Washington/Geneva: The collapse of global trade talks for the third time in as many years may be only a bump in the road for world commerce, which continued to expand while negotiations sputtered.
While negotiators and some experts depicted the collapse as a setback for the global economy, others said the decades already spent lowering trade barriers, along with technological innovations and an explosion of bilateral agreements, suggest such predictions may be overstated.
“World trade will be the same as it was before,” said Andrew Freris, chief Asia economist at BNP Paribas SA in Hong Kong. “The talks have been going on for 10 years now and aren’t going anywhere. There’s always going to be an issue of subsidies from the US and European sides.”

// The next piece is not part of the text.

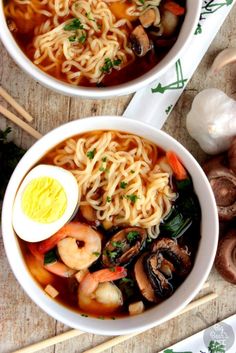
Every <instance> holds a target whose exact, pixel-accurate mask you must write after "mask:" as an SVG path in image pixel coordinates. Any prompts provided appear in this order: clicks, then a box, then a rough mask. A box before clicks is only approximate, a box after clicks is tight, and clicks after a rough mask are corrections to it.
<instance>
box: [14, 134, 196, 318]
mask: <svg viewBox="0 0 236 353" xmlns="http://www.w3.org/2000/svg"><path fill="white" fill-rule="evenodd" d="M101 133H103V131H95V132H89V133H85V134H82V135H77V136H74V137H73V138H74V139H75V140H77V139H79V138H80V137H83V138H88V137H91V136H96V135H99V134H101ZM125 134H126V133H125ZM116 141H117V142H118V143H120V141H121V140H120V138H118V137H117V139H116ZM65 142H66V141H64V142H62V143H60V144H59V145H58V146H56V147H55V148H53V149H52V150H50V151H48V153H47V154H46V155H45V156H44V157H43V158H42V159H41V160H40V161H39V164H50V165H53V164H54V163H53V159H54V157H55V155H56V154H57V153H58V150H60V149H62V148H63V147H64V146H65ZM133 147H134V146H133V145H132V143H130V146H129V148H130V149H132V148H133ZM156 147H157V151H158V158H161V157H163V156H164V154H165V151H164V150H163V149H161V148H160V147H158V146H156ZM149 158H150V159H151V160H152V164H153V167H154V166H155V165H156V164H157V163H158V158H157V156H155V155H154V154H153V153H152V155H149ZM64 167H65V169H67V166H64ZM68 169H69V167H68ZM171 183H172V185H173V189H174V190H175V191H176V192H177V186H176V185H177V184H176V180H175V179H174V178H172V181H171ZM191 192H192V194H193V196H194V197H196V195H195V193H194V190H192V191H191ZM190 196H191V194H190V192H188V198H189V197H190ZM176 202H177V203H178V197H177V200H176ZM176 202H174V204H173V207H175V206H176V205H175V204H176ZM73 220H74V221H77V222H82V223H87V224H90V225H91V226H93V227H94V228H96V229H97V230H98V231H99V232H100V233H101V234H102V235H103V242H102V248H103V249H104V246H105V244H106V243H107V242H108V241H109V239H110V238H111V237H112V236H113V235H114V234H115V233H116V232H117V231H118V230H120V229H122V228H121V227H120V228H118V227H115V228H113V229H110V230H105V229H104V228H103V227H101V226H100V225H96V224H95V223H94V222H91V223H89V222H88V221H86V219H85V218H83V216H82V214H81V213H80V211H78V213H77V214H76V215H75V217H74V219H73ZM163 237H166V236H165V234H163V233H162V232H161V234H160V236H159V238H158V239H161V238H163ZM18 241H19V244H20V247H21V251H22V254H23V257H24V259H25V262H26V264H27V267H28V269H29V271H30V272H31V273H32V275H33V277H34V279H35V280H36V282H37V283H38V284H39V285H40V287H41V288H42V289H43V290H44V289H45V287H46V285H47V284H51V285H52V286H53V287H54V288H55V289H56V290H57V291H58V292H59V295H58V296H57V297H56V299H55V300H56V301H57V302H59V303H61V304H62V305H64V306H65V307H67V308H69V309H71V310H73V311H76V312H77V313H79V314H80V315H82V316H92V317H97V318H100V319H104V318H106V319H112V320H114V319H115V318H121V317H125V316H127V315H128V305H129V304H130V303H133V302H136V301H140V300H142V301H143V303H144V305H145V310H147V309H150V308H152V307H154V306H155V305H156V304H153V303H150V302H148V301H147V300H146V299H145V298H144V297H143V296H142V295H141V293H140V290H139V288H138V286H137V284H136V283H135V282H134V285H133V287H132V288H129V290H131V291H133V294H131V296H130V297H126V288H123V289H122V284H121V283H120V282H119V280H118V281H115V284H117V285H118V287H119V288H120V289H122V292H123V291H124V292H123V294H124V293H125V294H124V296H125V301H124V305H123V306H122V307H121V308H120V309H119V310H117V311H116V312H115V313H114V314H112V315H104V316H101V315H100V314H99V313H97V312H95V311H93V312H91V313H88V312H83V311H81V310H80V308H79V307H78V287H79V286H78V282H77V280H76V279H75V278H62V277H59V276H56V275H54V274H50V281H44V283H43V284H42V283H40V282H39V281H38V280H37V278H36V277H35V276H34V269H33V268H32V266H33V264H32V261H30V259H31V260H32V255H31V252H30V250H29V248H28V246H27V242H25V241H23V240H21V239H19V238H18ZM199 241H200V220H199V222H195V223H194V226H191V227H190V228H189V229H187V230H186V232H185V233H184V234H183V235H181V236H180V237H178V238H177V243H178V244H179V245H180V246H181V247H183V248H184V247H186V248H187V249H188V251H190V253H191V256H190V258H191V263H192V265H193V263H194V259H195V256H196V253H197V249H198V244H199ZM151 244H152V243H146V245H145V248H144V249H142V251H141V252H140V254H139V255H138V256H137V258H138V257H139V256H140V255H141V254H142V253H143V252H150V251H151V250H150V249H151ZM137 258H136V260H137ZM136 260H134V261H133V262H131V263H130V264H128V265H127V267H126V268H127V272H128V275H127V277H128V278H130V279H134V270H133V266H134V263H135V261H136ZM102 268H103V265H102V263H101V258H99V259H98V260H97V261H96V262H95V263H93V264H92V265H91V266H90V267H89V270H90V272H94V271H97V270H99V269H102ZM43 271H46V270H45V269H43ZM184 280H185V278H178V277H177V278H174V279H173V283H172V284H173V286H174V289H176V288H177V287H178V286H179V285H180V284H181V283H182V282H183V281H184Z"/></svg>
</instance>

When the Doha talks started in November 2001, the World Bank predicted a deal would inject as much as $850 billion (Rs36 trillion today) annually into the world economy. The World Trade Organization (WTO) estimates the value of an agreement now is $50-100 billion, a rounding error in a global economy of about $54 trillion.
The average tariff on manufactured goods among developed nations dropped to less than 5% today from 40% in 1947, according to the International Monetary Fund.
Trade grew by almost 6% a year over the past decade, topping global output by 2 percentage points, according to the WTO. The rate will probably fall to 4.5% this year, not because of the impasse in talks, but because of “financial market turbulence”, it had said in April.
“In the short and medium term, this won’t have any impact on trade volumes,” said Claude Barfield of American Enterprise Institute, a research body in Washington that supports free markets.